Comment 7 Larry the Git Cow gentoo-dev 2020-11-20 16:49:37 UTC
The bug has been referenced in the following commit(s):

https://gitweb.gentoo.org/repo/gentoo.git/commit/?id=3099bcf4caafc9b2a972a8a3380ec9f616225996

commit 3099bcf4caafc9b2a972a8a3380ec9f616225996
Author:     Aaron W. Swenson <titanofold@gentoo.org>
AuthorDate: 2020-11-20 16:46:43 +0000
Commit:     Aaron W. Swenson <titanofold@gentoo.org>
CommitDate: 2020-11-20 16:46:43 +0000

    dev-db/postgresql: Cleanup
    
    Bug: https://bugs.gentoo.org/754363
    
    Signed-off-by: Aaron W. Swenson <titanofold@gentoo.org>

 dev-db/postgresql/postgresql-10.14.ebuild  | 456 ---------------------------
 dev-db/postgresql/postgresql-11.9.ebuild   | 458 ---------------------------
 dev-db/postgresql/postgresql-12.4.ebuild   | 458 ---------------------------
 dev-db/postgresql/postgresql-13.0.ebuild   | 458 ---------------------------
 dev-db/postgresql/postgresql-9.5.23.ebuild | 476 ----------------------------
 dev-db/postgresql/postgresql-9.6.19.ebuild | 481 -----------------------------
 6 files changed, 2787 deletions(-)
Comment 8 Aaron W. Swenson gentoo-dev 2020-11-20 17:02:39 UTC
(In reply to Thomas Deutschmann from comment #6)
> UnCC'ing arches -- committed directly to stable.
> 
> New GLSA request filed.
> 
> At this point it is too late. Flipping keywords would cause downgrades.
> Let's hope that there are no failures.
> 
> Please proceed with cleanup.

There haven't been any reports since I've introduced the bumps. I may have gotten lucky this time.

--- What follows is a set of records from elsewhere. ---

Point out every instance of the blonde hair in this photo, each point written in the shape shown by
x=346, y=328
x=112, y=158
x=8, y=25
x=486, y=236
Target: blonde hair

I have figured out how to get repoman to run as a pre-commit hook, now. So, it's unlikely to happen again.
Comment 9 Sam James archtester gentoo-dev Security 2020-11-24 02:59:23 UTC
(In reply to Aaron W. Swenson from comment #8)
> (In reply to Thomas Deutschmann from comment #6)
> > UnCC'ing arches -- committed directly to stable.
> > 
> > New GLSA request filed.
> > 
> > At this point it is too late. Flipping keywords would cause downgrades.
> > Let's hope that there are no failures.
> > 
> > Please proceed with cleanup.
> 
> There haven't been any reports since I've introduced the bumps. I may have
> gotten lucky this time.
> 
> I have figured out how to get repoman to run as a pre-commit hook, now. So,
> it's unlikely to happen again.

No worries, it happens. By the time I noticed, it was too late to revert lest some havoc be caused.

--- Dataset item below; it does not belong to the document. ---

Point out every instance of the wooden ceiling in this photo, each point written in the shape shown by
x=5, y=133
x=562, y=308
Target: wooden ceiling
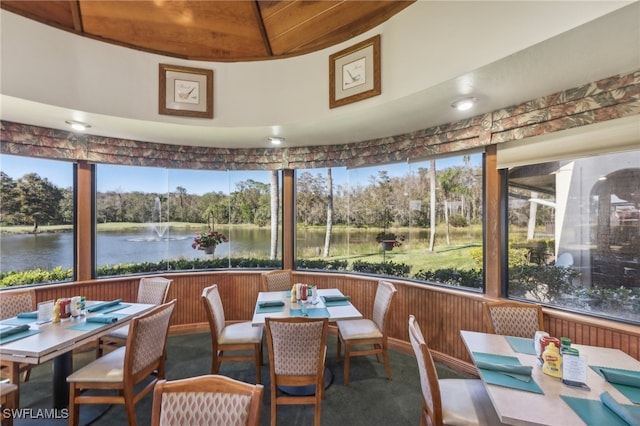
x=224, y=31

Besides, I appreciate you filing the bugs with full details, which more than makes up for it ;)
Comment 10 GLSAMaker/CVETool Bot gentoo-dev 2020-12-07 00:39:30 UTC
This issue was resolved and addressed in
 GLSA 202012-07 at https://security.gentoo.org/glsa/202012-07
by GLSA coordinator Thomas Deutschmann (whissi).